See "exuberant-ctags" in "Tracking other projects" about the status of importing. Some changes in Fedora and Debian are also imported.

New parsers

The following parsers have been added:

  • ada
  • clojure
  • coffee xcmd
  • css
  • d
  • ctags option library optlib
  • falcon
  • go
  • json
  • mib optlib
  • rust
  • windres
  • SystemVerilog

See "Option library" about optlib. See "External parser command" about xcmd.

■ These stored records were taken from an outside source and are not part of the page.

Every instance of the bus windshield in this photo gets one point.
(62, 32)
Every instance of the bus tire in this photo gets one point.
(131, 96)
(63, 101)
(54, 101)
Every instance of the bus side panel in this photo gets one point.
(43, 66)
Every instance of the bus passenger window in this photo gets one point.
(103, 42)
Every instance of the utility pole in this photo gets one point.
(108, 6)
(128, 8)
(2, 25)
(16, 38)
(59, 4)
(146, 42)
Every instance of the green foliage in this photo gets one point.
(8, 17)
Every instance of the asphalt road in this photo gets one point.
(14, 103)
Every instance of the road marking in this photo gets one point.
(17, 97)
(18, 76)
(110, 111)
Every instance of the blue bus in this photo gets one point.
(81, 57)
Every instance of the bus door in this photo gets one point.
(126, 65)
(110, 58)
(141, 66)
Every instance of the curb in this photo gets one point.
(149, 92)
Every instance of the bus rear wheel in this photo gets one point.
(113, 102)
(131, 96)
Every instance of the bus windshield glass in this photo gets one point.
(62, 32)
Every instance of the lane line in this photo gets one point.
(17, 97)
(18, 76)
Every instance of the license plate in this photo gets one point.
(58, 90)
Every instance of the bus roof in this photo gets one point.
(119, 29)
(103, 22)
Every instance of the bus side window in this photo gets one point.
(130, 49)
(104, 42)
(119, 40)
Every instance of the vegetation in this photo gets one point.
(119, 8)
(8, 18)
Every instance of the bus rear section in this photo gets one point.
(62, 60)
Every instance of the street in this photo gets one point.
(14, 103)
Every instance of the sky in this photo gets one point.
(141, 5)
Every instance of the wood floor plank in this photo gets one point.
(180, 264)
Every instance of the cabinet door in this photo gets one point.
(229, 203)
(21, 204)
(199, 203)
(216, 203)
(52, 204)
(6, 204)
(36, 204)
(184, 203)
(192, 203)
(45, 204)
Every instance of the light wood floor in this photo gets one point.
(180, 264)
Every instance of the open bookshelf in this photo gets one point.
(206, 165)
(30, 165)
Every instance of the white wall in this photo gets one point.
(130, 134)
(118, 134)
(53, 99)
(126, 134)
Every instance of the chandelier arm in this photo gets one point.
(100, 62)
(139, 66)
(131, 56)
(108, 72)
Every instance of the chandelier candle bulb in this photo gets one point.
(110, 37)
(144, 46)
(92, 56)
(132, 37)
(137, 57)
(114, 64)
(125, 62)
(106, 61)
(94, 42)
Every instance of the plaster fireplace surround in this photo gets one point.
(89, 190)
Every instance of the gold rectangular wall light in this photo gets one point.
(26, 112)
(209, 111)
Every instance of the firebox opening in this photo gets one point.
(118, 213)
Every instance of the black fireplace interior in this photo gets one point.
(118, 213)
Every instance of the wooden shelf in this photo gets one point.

Heavily improved language parsers

  • php
  • verilog

New test facility named Units

The existing test facility Test checks for differences between the output of on older ctags and a newer ctags. If any difference is found the check fails. Test expects the older ctags binary to be correct.

This expectation is not always met. Consider that a parser for a new language is added. You may want to add a sample source code for that language to Test. An older ctags version is unable to generate a tags file for that sample code, but the newer ctags version does. At this point a difference is found and Test reports failure.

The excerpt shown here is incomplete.